You know what thread safety is, right? If not, there is a simple example below. All classes must be thread-safe, right? Not really. Some of them have to be thread-safe? Wrong again. I think none of them have to be thread-safe, while all of them have to provide synchronized decorators.

Aladdin (1992) by Ron Clements and John Musker
Aladdin (1992) by Ron Clements and John Musker

Let’s start with an example (it’s mutable, by the way):

class Position {
  private int number = 0;
  @Override
  public void increment() {
    int before = this.number;
    int after = before + 1;
    this.number = after;
  }
}

What do you think—is it thread-safe? This term refers to whether an object of this class will operate without mistakes when used by multiple threads at the same time. Let’s say we have two threads working with the same object, position, and calling its method increment() at exactly the same moment in time.
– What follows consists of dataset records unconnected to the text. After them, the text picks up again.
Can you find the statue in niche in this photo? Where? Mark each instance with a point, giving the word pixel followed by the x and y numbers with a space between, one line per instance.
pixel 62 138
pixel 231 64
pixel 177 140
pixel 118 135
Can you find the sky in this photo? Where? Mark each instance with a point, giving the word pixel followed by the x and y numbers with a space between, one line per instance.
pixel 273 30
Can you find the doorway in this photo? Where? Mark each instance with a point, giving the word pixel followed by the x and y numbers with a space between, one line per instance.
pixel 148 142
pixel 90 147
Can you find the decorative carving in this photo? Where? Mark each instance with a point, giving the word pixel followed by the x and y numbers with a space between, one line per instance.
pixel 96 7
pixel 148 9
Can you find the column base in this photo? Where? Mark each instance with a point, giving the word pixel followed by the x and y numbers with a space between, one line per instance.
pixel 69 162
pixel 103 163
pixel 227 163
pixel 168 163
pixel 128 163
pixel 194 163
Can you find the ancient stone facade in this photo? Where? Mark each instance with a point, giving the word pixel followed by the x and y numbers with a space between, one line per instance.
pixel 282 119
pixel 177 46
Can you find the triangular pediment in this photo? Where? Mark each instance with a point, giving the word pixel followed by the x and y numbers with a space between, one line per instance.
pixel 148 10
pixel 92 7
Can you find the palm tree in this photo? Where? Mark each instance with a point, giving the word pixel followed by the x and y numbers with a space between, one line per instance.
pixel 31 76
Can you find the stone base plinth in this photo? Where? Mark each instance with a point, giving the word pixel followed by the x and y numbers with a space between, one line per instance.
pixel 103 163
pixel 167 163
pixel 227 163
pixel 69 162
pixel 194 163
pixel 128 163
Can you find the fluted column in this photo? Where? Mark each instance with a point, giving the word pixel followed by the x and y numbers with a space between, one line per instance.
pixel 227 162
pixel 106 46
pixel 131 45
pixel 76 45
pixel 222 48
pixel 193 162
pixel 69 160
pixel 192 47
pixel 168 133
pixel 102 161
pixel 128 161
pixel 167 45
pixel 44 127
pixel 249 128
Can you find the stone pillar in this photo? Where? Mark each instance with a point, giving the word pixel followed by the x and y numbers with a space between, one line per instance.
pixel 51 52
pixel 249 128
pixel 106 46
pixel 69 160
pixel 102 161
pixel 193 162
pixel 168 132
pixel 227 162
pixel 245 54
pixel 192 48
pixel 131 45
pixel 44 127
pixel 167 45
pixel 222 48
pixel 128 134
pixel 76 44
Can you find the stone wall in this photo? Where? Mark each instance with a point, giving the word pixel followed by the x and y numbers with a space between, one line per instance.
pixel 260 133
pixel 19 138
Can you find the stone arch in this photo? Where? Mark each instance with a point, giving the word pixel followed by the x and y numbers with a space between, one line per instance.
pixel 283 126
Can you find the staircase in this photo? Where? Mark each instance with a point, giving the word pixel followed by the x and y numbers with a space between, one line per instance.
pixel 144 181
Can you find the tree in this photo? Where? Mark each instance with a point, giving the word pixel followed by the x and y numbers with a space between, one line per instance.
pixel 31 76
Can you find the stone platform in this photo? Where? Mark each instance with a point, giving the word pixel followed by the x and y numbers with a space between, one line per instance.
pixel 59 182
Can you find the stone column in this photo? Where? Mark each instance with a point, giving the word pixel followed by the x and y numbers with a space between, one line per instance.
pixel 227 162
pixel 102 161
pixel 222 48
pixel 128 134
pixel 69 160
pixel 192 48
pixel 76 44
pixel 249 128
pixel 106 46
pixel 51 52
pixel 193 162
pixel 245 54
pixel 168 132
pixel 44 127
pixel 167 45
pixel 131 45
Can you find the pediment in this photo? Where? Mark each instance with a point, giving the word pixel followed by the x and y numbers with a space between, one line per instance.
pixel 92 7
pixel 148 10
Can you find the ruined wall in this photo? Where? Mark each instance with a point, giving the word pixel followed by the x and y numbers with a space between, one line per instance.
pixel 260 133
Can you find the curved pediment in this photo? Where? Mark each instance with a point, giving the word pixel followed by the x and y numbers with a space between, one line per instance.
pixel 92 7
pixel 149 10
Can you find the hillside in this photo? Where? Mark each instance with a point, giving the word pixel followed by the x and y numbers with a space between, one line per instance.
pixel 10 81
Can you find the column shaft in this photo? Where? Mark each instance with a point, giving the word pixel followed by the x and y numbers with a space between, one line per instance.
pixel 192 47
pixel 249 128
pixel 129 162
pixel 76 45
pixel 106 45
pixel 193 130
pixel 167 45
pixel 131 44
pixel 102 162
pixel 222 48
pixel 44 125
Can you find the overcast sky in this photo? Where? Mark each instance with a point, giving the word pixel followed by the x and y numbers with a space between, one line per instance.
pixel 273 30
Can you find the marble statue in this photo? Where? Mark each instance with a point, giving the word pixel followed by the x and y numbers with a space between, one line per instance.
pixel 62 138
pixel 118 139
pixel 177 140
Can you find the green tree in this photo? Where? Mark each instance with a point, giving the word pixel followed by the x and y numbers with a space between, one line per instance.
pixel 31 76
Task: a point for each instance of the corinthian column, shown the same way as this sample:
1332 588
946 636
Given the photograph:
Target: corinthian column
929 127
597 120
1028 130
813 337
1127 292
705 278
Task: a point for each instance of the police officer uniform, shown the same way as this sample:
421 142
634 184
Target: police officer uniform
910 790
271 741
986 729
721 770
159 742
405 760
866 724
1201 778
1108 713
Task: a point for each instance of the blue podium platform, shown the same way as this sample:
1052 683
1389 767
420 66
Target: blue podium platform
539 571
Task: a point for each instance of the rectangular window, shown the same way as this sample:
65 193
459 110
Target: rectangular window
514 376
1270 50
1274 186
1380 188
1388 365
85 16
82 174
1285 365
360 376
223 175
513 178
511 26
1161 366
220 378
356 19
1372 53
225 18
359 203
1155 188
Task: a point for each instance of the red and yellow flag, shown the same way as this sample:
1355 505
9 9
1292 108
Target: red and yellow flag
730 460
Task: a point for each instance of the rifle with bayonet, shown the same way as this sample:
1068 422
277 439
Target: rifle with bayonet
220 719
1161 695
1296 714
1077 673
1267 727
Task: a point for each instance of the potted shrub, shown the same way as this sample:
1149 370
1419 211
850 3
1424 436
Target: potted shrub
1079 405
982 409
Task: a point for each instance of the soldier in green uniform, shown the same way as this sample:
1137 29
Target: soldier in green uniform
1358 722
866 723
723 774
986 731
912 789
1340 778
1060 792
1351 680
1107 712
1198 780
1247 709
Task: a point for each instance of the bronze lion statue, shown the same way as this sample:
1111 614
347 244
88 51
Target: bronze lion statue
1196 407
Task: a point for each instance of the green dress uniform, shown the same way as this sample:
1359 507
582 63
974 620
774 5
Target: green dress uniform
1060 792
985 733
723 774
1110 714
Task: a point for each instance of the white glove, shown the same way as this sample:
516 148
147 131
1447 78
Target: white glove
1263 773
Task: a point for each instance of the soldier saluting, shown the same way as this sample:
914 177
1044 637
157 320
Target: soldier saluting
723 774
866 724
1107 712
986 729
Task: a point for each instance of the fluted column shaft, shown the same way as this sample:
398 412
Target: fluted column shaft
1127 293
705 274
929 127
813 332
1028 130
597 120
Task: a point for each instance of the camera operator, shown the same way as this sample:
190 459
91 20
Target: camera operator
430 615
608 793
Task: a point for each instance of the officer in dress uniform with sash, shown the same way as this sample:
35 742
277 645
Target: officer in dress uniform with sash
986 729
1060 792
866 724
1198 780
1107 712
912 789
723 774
We expect the number integer to be equal to 2 when both threads finish up, because each of them will increment it once, right? However, most likely this won’t happen.

Let’s see what will happen. In both threads, before will equal 0 when they start. Then after will be set to 1. Then, both threads will do this.number = 1 and we will end up with 1 in number instead of the expected 2. See the problem? Classes with such a flaw in their design are not thread-safe.

The simplest and most obvious solution is to make our method synchronized. That will guarantee that no matter how many threads call it at the same time, they will all go sequentially, not in parallel: one thread after another. Of course, it will take longer, but it will prevent that mistake from happening:

class Position {
  private int number = 0;
  @Override
  public synchronized void increment() {
    int before = this.number;
    int after = before + 1;
    this.number = after;
  }
}

A class that guarantees it won’t break no matter how many threads are working with it is called thread-safe.

Now the question is: Do we have to make all classes thread-safe or only some of them? It would seem to be better to have all classes error-free, right? Why would anyone want an object that may break at some point? Well, not exactly. Remember, there is a performance concern involved; we don’t often have multiple threads, and we always want our objects to run as fast as possible. A between-threads synchronization mechanism will definitely slow us down.

I think the right approach is to have two classes. The first one is not thread-safe, while the other one is a synchronized decorator, which would look like this:

class SyncPosition implements Position {
  private final Position origin;
  SyncPosition(Position pos) {
    this.origin = pos;
  }
  @Override
  public synchronized void increment() {
    this.origin.increment();
  }
}

Now, when we need our position object to be thread-safe, we decorate it with SyncPosition:

Position position = new SyncPosition(
  new SimplePosition()
);

When we need a plain simple position, without any thread safety, we do this:

Position position = new SimplePosition();

Making class functionality both rich and thread-safe is, in my opinion, a violation of that famous single responsibility principle.

By the way, this problem is very close to the one of defensive programming and validators.